Истово крестится бабушка и, неслышно шевеля губами, повторяет слова молитвы. Пропев первое песнопение, шумно передохнув, ребятишки продолжают:
Дева днесь Присущественного рождает,
И земля вертеп неприступному приносит,
Ангелы с пастыри славословят,
Волхвы же со звездою путешествуют.
Нас бо ради родися
Отроча младо, предвечный Бог!
Едва выговорив последнее слово тропаря, весь хор дружно приветствует хозяев:
- С праздником, с Рождеством Христовым!
Ответ хозяев звенит непосредственно за детскими голосами. Мотька быстро вытирает снежную лужу из-под ног ребятишек, осторожно отступающих к стене. Первой подходит к их старшему бабушка:
- Спаси те Христос, что потрудился для Бога и для нашей радости. А чей же ты есть?
- Ляксандра я, урядника Самсонова, сын, энтого, што новый курень становил, вы нам ишо трошки камышу на крышу дали.
Казачонок отвечает бойко, сразу видно, что прошел он дома у отца хорошую выучку прежде чем разрешили ему отправиться христославить.
- А-а, знаю, знаю, как не знать, молодец, молодец, а вот тебе и на всю честную компанию!
Бабушка дает казачонку серебряный рубль, по гривеннику на нос. Это единственный день в году, когда она не экономит. Ведь только раз в году узнаём мы о радости великой - родился Он, Спаситель наш. И узнаём это от детишек малых.
Мама оделяет их пряниками, конфетами и кусками сахара. Кухарка кладет в припасенный на то мешок пирогов, колбасы и сала. Совсем оттаяли ребятишки, смотрят весело и непринужденно, на вопросы отвечают, не стесняясь. Все обходят вокруг елки, получают от Семена яблоки, орехи и засахаренные фрукты. Дедушка подводит к подносу, полному сладостей:
- А ну - дувань, ребята!..
Не успели уйти малыши, как являются подростки. Всё происходит так же, как и у первых христославов. Тут и Гришатка, Петька и Саша.
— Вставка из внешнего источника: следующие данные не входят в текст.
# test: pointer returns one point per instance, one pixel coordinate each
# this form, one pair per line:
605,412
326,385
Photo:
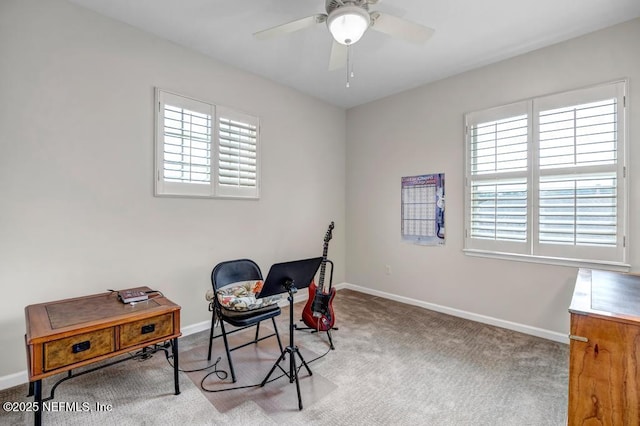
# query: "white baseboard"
21,377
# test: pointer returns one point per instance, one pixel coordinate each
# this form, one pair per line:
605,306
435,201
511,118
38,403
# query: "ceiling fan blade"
289,27
338,58
400,28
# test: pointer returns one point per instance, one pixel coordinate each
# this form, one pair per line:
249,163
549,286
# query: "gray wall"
421,132
78,213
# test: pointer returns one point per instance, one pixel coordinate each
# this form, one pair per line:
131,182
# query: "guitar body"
327,319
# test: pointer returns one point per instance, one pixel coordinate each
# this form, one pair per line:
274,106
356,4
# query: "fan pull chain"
349,66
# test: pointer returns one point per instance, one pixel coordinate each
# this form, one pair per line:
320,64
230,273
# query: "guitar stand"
315,330
292,350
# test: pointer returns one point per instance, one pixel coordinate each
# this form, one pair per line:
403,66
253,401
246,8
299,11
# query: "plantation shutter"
497,191
237,153
579,191
203,150
184,152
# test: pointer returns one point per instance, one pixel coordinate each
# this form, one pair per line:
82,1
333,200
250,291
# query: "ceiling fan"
347,21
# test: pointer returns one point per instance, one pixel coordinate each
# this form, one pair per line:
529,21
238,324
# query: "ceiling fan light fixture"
347,24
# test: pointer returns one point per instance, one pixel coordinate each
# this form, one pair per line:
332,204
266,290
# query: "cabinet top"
605,293
64,317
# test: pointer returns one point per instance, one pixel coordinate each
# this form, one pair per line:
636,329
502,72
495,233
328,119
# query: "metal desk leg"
37,399
175,365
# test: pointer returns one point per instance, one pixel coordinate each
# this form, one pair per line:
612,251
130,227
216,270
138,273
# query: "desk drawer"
146,330
67,351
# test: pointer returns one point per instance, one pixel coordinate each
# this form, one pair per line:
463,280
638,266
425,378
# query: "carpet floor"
392,364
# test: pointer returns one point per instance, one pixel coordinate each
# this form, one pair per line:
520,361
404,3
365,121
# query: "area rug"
252,364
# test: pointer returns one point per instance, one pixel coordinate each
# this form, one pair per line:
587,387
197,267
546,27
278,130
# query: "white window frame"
531,250
213,188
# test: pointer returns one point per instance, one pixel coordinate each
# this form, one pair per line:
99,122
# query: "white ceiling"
468,34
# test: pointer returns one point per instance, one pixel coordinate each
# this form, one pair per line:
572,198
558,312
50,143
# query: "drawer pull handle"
81,347
148,328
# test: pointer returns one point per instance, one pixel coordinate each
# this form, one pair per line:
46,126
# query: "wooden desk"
71,333
604,355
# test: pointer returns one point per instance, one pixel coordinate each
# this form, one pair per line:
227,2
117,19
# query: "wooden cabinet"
70,333
604,364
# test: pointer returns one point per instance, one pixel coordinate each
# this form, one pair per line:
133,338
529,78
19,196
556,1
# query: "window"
545,179
203,150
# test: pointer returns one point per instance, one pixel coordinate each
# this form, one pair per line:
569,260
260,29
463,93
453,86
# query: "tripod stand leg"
330,340
303,362
294,376
264,382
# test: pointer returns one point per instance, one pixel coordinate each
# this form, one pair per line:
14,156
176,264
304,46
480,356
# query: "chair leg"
213,323
226,346
275,328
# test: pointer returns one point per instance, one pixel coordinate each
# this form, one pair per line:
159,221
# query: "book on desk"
132,295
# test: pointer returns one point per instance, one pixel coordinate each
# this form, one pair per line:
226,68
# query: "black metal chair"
229,272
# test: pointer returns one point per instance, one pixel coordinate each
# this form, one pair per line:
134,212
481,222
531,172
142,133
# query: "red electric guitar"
318,312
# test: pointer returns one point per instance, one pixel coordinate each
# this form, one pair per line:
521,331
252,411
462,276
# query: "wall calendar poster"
423,209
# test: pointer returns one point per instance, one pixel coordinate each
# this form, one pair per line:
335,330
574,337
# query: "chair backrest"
233,271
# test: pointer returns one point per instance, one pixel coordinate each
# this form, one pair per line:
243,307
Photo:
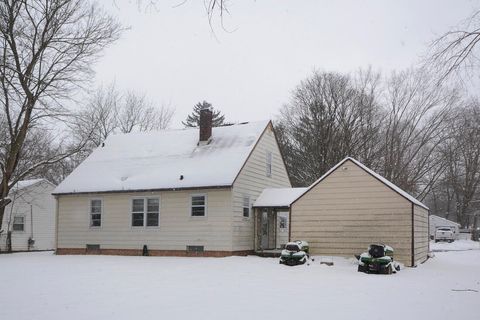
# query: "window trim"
205,205
145,212
24,223
249,206
269,164
90,213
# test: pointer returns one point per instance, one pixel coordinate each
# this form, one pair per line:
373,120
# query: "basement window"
199,205
96,213
195,248
18,223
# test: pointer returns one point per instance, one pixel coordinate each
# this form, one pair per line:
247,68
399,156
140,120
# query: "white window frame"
246,204
205,205
90,213
268,164
24,223
144,212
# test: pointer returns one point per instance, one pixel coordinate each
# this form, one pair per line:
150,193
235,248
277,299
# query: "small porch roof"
278,197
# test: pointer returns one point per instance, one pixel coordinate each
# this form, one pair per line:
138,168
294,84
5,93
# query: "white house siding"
349,210
177,228
35,201
251,181
421,240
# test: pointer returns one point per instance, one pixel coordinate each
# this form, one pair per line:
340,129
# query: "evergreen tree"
193,119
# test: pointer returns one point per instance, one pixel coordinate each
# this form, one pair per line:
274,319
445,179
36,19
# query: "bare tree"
47,49
461,153
108,111
416,112
330,116
457,49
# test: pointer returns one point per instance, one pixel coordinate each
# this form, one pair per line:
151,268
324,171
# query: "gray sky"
171,55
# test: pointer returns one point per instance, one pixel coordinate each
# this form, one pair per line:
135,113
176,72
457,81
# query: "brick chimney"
206,116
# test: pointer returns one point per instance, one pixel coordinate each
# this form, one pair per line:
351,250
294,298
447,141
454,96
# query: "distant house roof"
278,197
443,220
375,175
168,159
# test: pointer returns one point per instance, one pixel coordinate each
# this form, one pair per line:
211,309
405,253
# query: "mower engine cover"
293,254
378,259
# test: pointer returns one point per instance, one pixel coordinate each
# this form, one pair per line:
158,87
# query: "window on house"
246,206
18,224
199,207
283,223
269,164
145,212
95,213
153,210
138,206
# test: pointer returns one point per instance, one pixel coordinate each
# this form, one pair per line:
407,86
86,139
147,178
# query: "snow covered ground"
457,245
45,286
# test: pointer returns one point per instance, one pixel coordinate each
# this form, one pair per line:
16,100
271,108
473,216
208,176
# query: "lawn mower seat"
376,251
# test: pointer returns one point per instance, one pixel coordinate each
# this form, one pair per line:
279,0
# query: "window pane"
96,206
137,205
198,211
152,219
18,220
198,200
137,219
96,220
153,205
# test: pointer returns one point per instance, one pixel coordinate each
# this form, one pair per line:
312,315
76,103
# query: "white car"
444,234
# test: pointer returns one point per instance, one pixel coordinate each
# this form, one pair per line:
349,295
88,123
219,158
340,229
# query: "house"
30,217
347,209
436,222
172,192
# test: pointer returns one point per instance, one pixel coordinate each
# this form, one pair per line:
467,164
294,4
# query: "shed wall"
349,210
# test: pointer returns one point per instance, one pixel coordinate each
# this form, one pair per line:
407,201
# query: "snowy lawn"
456,245
45,286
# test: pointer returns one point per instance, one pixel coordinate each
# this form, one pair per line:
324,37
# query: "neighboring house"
349,208
30,217
436,222
177,192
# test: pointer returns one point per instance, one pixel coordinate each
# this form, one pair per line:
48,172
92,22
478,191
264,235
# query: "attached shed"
351,206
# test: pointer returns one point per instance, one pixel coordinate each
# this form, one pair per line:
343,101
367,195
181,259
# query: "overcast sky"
171,54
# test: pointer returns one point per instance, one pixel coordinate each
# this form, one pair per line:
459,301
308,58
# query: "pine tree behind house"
193,119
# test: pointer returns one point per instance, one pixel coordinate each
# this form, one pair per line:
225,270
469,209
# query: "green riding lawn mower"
295,253
378,259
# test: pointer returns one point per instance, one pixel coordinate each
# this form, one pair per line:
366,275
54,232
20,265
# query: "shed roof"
278,197
168,159
375,175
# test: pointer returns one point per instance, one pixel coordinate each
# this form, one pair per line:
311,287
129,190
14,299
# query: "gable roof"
23,184
372,173
158,160
278,197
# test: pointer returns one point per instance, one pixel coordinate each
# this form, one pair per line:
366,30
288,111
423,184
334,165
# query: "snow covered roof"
25,184
280,197
168,159
374,174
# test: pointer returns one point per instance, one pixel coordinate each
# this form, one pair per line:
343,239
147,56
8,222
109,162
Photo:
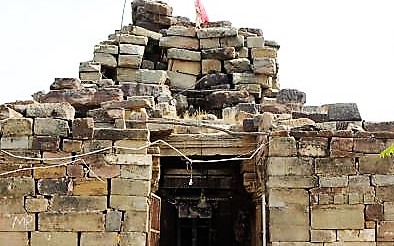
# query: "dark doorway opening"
203,206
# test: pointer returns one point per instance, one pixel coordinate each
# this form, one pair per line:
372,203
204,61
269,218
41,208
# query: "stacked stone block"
328,188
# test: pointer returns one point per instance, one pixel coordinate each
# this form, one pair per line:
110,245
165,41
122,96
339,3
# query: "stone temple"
181,136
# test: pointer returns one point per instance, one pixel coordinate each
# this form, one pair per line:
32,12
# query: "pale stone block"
282,166
180,42
323,236
211,66
216,32
266,52
255,42
209,43
185,67
253,89
106,48
264,66
106,60
382,180
183,54
365,235
294,217
182,81
131,49
331,182
24,142
181,31
337,217
288,197
130,61
388,210
236,41
282,146
242,52
129,203
292,182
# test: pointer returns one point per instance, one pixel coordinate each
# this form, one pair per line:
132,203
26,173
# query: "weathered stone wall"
329,188
65,182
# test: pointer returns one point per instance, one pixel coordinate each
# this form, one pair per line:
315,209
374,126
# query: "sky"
336,51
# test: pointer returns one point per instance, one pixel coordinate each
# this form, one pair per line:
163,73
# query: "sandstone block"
54,238
66,83
186,67
53,186
125,38
129,187
132,238
296,217
313,146
236,41
211,66
89,66
382,180
239,65
51,127
216,32
343,112
16,127
182,81
46,143
113,220
71,222
17,222
106,48
105,59
209,43
264,66
82,128
282,146
335,166
183,54
180,42
89,187
266,52
337,217
119,134
129,159
60,204
323,236
12,205
99,238
136,221
366,235
373,164
385,231
332,182
15,239
105,171
130,61
129,203
181,31
282,166
368,145
294,182
8,143
36,205
17,187
288,197
131,49
226,53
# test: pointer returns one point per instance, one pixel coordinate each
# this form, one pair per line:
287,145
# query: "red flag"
202,16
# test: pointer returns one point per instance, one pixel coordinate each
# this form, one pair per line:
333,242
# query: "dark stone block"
343,112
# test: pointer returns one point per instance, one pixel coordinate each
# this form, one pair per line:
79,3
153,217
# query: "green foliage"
387,152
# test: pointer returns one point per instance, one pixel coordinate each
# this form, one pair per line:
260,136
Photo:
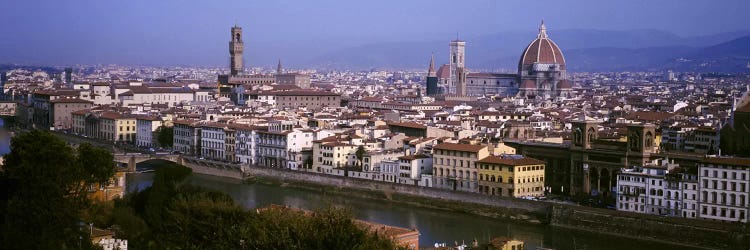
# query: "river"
433,225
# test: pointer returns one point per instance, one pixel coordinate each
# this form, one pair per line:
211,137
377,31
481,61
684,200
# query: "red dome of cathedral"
564,84
542,51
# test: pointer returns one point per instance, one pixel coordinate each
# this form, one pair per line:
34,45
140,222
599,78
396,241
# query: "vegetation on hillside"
45,186
45,203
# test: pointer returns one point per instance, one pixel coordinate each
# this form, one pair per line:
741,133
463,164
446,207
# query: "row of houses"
719,191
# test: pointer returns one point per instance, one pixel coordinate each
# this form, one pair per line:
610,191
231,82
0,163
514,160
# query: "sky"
196,33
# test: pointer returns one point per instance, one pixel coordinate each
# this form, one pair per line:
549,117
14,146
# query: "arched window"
577,136
649,139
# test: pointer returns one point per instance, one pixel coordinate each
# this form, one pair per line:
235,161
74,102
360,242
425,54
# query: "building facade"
454,166
511,176
724,189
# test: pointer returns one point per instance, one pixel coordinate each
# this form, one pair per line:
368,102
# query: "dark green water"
434,225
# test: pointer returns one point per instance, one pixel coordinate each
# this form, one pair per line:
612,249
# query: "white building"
245,145
725,188
411,168
186,137
213,145
145,127
134,95
652,189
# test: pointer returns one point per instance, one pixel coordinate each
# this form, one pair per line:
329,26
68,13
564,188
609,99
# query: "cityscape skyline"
141,33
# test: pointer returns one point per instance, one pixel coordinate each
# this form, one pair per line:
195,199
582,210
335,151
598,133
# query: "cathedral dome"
564,84
541,51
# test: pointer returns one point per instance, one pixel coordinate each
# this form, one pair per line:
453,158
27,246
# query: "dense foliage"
173,215
45,189
44,204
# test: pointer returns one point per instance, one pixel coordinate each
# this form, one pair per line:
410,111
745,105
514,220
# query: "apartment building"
146,127
411,168
454,166
511,176
186,139
724,188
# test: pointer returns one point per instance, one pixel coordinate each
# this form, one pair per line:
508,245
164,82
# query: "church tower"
432,80
236,48
458,71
С ними договаривается Семен о Новом годе, когда пойдет и он колядовать, петь «Овсень». Сначала не очень-то ему верят, но, сказав - вот те крест - и перекрестившись при этом на образа, отстраняет он все их сомнения. Уходят и подростки, едва таща мешок с полученными подарками. А так часу в девятом извещает собачий лай о прибытии третьей группы, казаков - служивых.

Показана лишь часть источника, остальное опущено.